Enabling HTTPS on your local Docker dev environment

If you haven’t come across it yet, I release a new video this week that details how to create a self-signed SSL certificate and use it to enable HTTPS on a local Docker Nginx dev environment. It’s a pretty short tutorial (around 15 minutes), but it’s the combined effort of a few hours of work earlier this month. I’ve spent that time struggling with getting HTTPS enabled so you don’t have to!

A simple Laravel whereDate() tip

@barryvdh over on Twitter shared the screenshot below of a quick Laravel tip he discovered. When using whereDate() in Laravel, you’re unable to to use an index, since it’s a MySQL date column. In order to get around that, you can use a comparison operator (<, >, <=, >=) or a between statement instead. To simplify this even more and keep your code DRY, you can add that functionality to a custom scope and reuse it across any of your Eloquent models.

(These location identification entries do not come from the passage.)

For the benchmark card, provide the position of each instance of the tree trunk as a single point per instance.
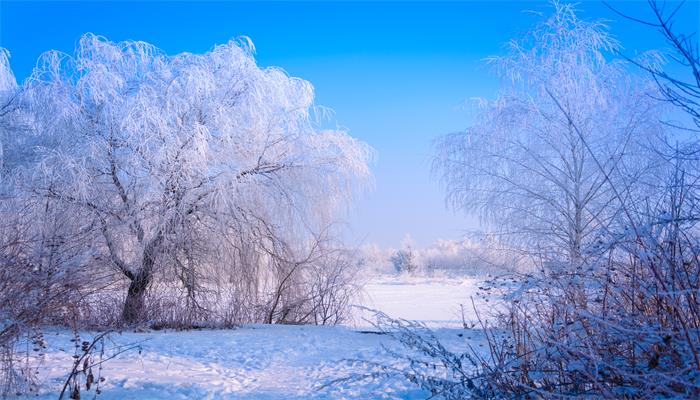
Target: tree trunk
(134, 306)
(134, 310)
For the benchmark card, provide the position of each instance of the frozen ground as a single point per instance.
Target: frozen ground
(272, 362)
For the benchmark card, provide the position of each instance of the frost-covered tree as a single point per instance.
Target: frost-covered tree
(183, 163)
(540, 162)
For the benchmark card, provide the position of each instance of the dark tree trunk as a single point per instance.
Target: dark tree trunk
(134, 306)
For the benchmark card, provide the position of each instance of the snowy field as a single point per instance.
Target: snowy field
(273, 362)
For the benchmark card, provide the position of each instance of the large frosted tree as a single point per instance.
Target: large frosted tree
(547, 162)
(171, 159)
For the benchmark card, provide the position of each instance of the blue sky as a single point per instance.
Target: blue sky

Automatically generate your Vue Router configuration

Marcus Oberlehner came out with an article recently that talked about a useful Vue plugin called vue-auto-routing. What it essentially does is monitor your Vue components and how they fit together, and then build your Vue Router configuration around them. That way, if you delete a component or add a new one, you don’t have to worry about updating your router configuration to avoid it being out of sync.